The goal is to return the landscape to a useful, safe, and stable state, often similar to the pre-mining conditions.

  1. Contouring and Soil Improvement: The spoil heaps and waste rock are reshaped (contoured) to look more like natural hills. Topsoil (which must be carefully stored during the initial digging) is then spread back over the surface.
  2. Bioremediation: This is a clever process using living things! It involves using plants or microbes (bacteria) to remove pollutants, especially heavy metals, from the soil or water.
  3. Tree Planting and Revegetation: Planting local, native species of trees, grasses, and shrubs helps stabilise the soil, prevents erosion, and restores habitats.
  4. Making Lakes and Nature Reserves: Deep open-pits can be allowed to fill with water (if safe) to create new lakes, which can then become centres for recreation or nature reserves.
  5. Using as Landfill Sites: Sometimes, excavated pits are used for controlled disposal of solid municipal (city) waste, after which they are capped and covered.

Common Mistake Alert! Restoration doesn't mean making the land look exactly like it did before, but rather making it environmentally stable and useful again (e.g., for forestry, farming, or recreation).


5. Sustainable Use of Rocks and Minerals (Syllabus 1.5)

Rocks and minerals are non-renewable resources; once they are gone, they cannot be replaced within a human timescale. Therefore, sustainable management is vital.

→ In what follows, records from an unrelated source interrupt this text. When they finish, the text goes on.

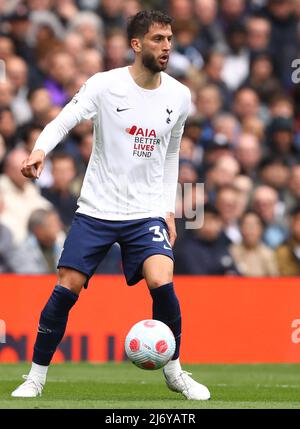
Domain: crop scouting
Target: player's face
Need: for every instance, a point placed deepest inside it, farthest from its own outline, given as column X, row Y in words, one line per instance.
column 156, row 46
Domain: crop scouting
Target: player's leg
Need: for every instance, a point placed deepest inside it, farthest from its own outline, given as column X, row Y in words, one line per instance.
column 88, row 242
column 158, row 273
column 51, row 329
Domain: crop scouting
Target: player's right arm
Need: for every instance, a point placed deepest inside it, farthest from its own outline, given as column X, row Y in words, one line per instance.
column 82, row 106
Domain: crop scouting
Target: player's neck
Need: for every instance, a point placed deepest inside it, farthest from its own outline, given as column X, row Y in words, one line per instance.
column 144, row 78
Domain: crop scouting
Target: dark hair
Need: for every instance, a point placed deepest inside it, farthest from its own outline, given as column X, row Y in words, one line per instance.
column 139, row 24
column 252, row 212
column 210, row 208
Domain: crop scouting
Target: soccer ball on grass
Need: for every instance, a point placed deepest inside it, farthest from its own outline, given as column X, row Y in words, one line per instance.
column 150, row 344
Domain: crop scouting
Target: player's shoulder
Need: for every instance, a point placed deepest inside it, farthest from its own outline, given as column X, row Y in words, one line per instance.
column 177, row 86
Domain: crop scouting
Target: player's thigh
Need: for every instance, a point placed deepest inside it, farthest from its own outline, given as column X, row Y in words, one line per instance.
column 71, row 279
column 158, row 270
column 85, row 247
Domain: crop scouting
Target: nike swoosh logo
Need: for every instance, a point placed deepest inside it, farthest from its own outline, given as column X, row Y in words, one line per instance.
column 122, row 110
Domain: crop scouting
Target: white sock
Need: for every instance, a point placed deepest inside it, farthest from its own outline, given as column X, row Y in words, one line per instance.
column 173, row 367
column 39, row 371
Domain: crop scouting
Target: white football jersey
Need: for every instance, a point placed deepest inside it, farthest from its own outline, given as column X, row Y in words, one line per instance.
column 133, row 169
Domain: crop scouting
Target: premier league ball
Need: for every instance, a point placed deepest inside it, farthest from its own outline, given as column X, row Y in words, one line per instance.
column 150, row 344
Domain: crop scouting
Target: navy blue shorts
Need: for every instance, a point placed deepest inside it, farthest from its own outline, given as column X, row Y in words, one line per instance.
column 90, row 239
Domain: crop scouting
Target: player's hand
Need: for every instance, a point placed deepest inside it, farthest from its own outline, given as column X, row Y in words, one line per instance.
column 170, row 220
column 33, row 165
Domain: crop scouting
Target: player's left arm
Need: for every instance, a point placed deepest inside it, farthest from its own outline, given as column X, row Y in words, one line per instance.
column 171, row 167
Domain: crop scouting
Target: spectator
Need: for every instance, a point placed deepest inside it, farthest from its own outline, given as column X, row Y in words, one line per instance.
column 274, row 171
column 292, row 193
column 185, row 32
column 222, row 173
column 21, row 197
column 204, row 251
column 244, row 186
column 267, row 205
column 251, row 257
column 248, row 152
column 112, row 13
column 212, row 73
column 8, row 128
column 236, row 65
column 283, row 36
column 8, row 250
column 246, row 103
column 61, row 71
column 7, row 48
column 281, row 139
column 17, row 73
column 258, row 34
column 281, row 105
column 210, row 35
column 116, row 49
column 262, row 78
column 90, row 62
column 90, row 26
column 254, row 125
column 226, row 124
column 40, row 103
column 227, row 203
column 59, row 195
column 288, row 253
column 209, row 104
column 40, row 251
column 180, row 9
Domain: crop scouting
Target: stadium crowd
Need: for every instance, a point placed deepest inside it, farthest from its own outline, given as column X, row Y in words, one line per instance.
column 242, row 137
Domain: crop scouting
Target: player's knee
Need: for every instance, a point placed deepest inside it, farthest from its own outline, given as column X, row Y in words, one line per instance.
column 71, row 279
column 159, row 279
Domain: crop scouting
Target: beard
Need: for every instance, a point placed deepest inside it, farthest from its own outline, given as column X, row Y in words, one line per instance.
column 152, row 64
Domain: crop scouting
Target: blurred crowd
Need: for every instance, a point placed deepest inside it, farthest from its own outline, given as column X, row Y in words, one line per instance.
column 242, row 136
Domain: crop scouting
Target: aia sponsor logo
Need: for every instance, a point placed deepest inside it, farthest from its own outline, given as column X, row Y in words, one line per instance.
column 137, row 131
column 149, row 323
column 134, row 345
column 161, row 346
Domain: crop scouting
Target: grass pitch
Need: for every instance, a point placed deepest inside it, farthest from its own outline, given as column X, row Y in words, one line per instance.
column 123, row 386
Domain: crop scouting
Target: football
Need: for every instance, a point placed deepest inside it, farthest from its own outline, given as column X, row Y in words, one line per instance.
column 150, row 344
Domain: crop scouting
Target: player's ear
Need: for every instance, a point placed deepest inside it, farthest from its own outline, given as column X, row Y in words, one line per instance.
column 136, row 45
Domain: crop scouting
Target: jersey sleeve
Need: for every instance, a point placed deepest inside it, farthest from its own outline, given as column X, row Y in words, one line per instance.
column 171, row 165
column 82, row 106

A. Defining Sustainability

  • Sustainable Resource: A resource that is used in a way that allows it to continue being available for future generations, or one that is naturally renewed (although minerals are typically non-renewable, we manage their use sustainably).
  • Sustainable Development: Meeting the needs of the present generation without compromising the ability of future generations to meet their own needs.
    In mining, this means ensuring today’s wealth doesn’t come at the expense of irreversible environmental destruction for the future.

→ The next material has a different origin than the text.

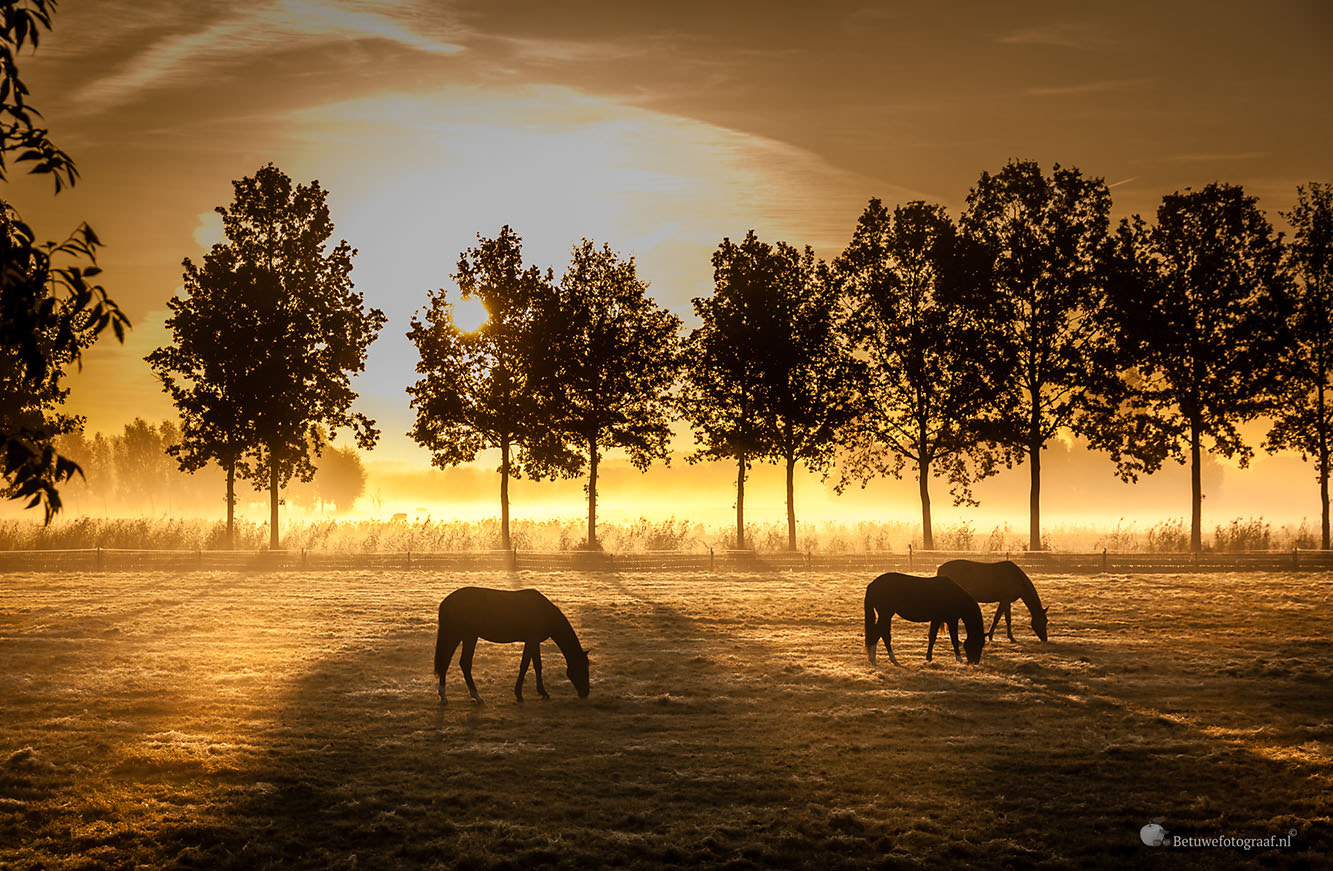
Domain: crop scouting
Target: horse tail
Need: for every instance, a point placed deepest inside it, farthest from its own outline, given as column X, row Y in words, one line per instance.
column 440, row 666
column 871, row 640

B. Strategies for Sustainable Use

1. Increased Efficiency of Extraction (Getting more out of the ground)
  • Better Technology: Using advanced techniques to process ores, ensuring that we extract the maximum amount of mineral from the raw rock (reducing waste).
  • Processing Lower-Grade Ores: As high-grade ores run out, new technologies allow us to profitably extract resources from rock that previously would have been considered waste.
2. Increased Efficiency of Use (Using less)
  • Minimising Waste: Designing products to use less material overall (e.g., lighter car parts).
  • Product Life Extension: Manufacturing goods that last longer, reducing the need for continuous raw material consumption.
3. Recycling Rocks and Minerals (The most important strategy!)
  • The Need to Recycle: Recycling reduces the need for new extraction, saving energy, reducing pollution, and conserving finite reserves. For example, recycling aluminium uses about 95% less energy than producing new aluminium from bauxite ore.
  • Metals: Easily recycled (e.g., steel, copper, gold).
  • Rocks: Aggregates (crushed stone used in construction) can be recycled from old building rubble and road materials.
4. Legislation and Policy
  • Governments use legislation to enforce sustainable practices, such as requiring all mining companies to implement detailed restoration plans, setting limits on water usage, and imposing strict pollution controls.
Key Takeaway: Sustainability

Since minerals are finite, sustainability in this context means doing three things: Reduce (use less), Reuse (make products last), and Recycle (turn old products into new raw materials).